To understand how consumers are being impacted by the pandemic, N26 has released global and U.S. specific consumer research. The company’s research included a survey that asked 10,000 adults across Europe and the U.S. to discuss how “their financial lives are being impacted” by the coronavirus pandemic.
According to new research by mobile banking platform N26, 78 percent of Americans have changed priorities when it comes to personal finances due to the coronavirus pandemic. While 63 percent of respondents cited the state of the economy, 59 percent cited health concerns as the reason for the shift in priorities.
Consequently, due to isolation measures creating new daily routines, Americans are actually saving $219.72 per month on average.

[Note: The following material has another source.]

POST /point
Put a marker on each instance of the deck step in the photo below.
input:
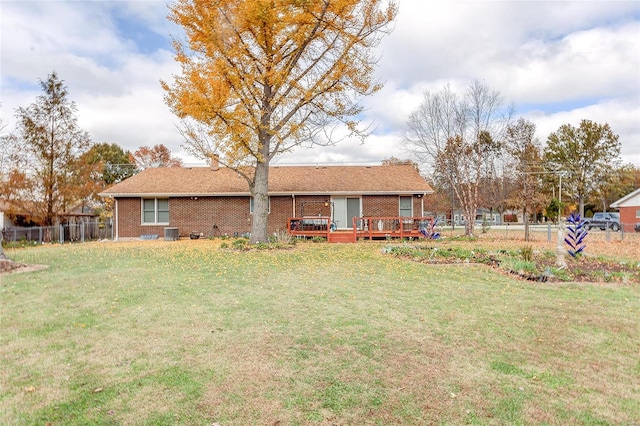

“A majority of Americans feel that their financial priorities have shifted for 2020 in light of the recent spread of COVID-19,” said a spokesperson from N26. “While some of these financial changes and trends may only last the length of this pandemic period, many will stay. People are starting to experience first-hand the benefits of digital banking from an app or desktop at home, having their money at their fingertips as well as some of the cool and innovative features to budget, save and transfer funds.”
Though grocery and miscellaneous food stores saw an increase of 25 percent and discount stores saw an increase of 28 percent as Americans continue to stay at home, other industries saw large decreases, accounting for money saved by consumers. In the U.S. specifically, N26 data found a 39 percent decrease in eating out at restaurants and a 23 percent decrease in fast-food sales. Online food delivery services, like DoorDash and Uber Eats saw a 23 percent increase.
Taxicabs and passenger cars, like Uber and Lyft, have similarly seen a 46 percent decrease as people avoid travel because of stay-at=home orders.
Meanwhile, as many consumers look to retail therapy as a way to cope, online retail sales have seen a 23 percent increase as physical stores remain closed. At the same time, subscription services have become the second-highest category for American spending.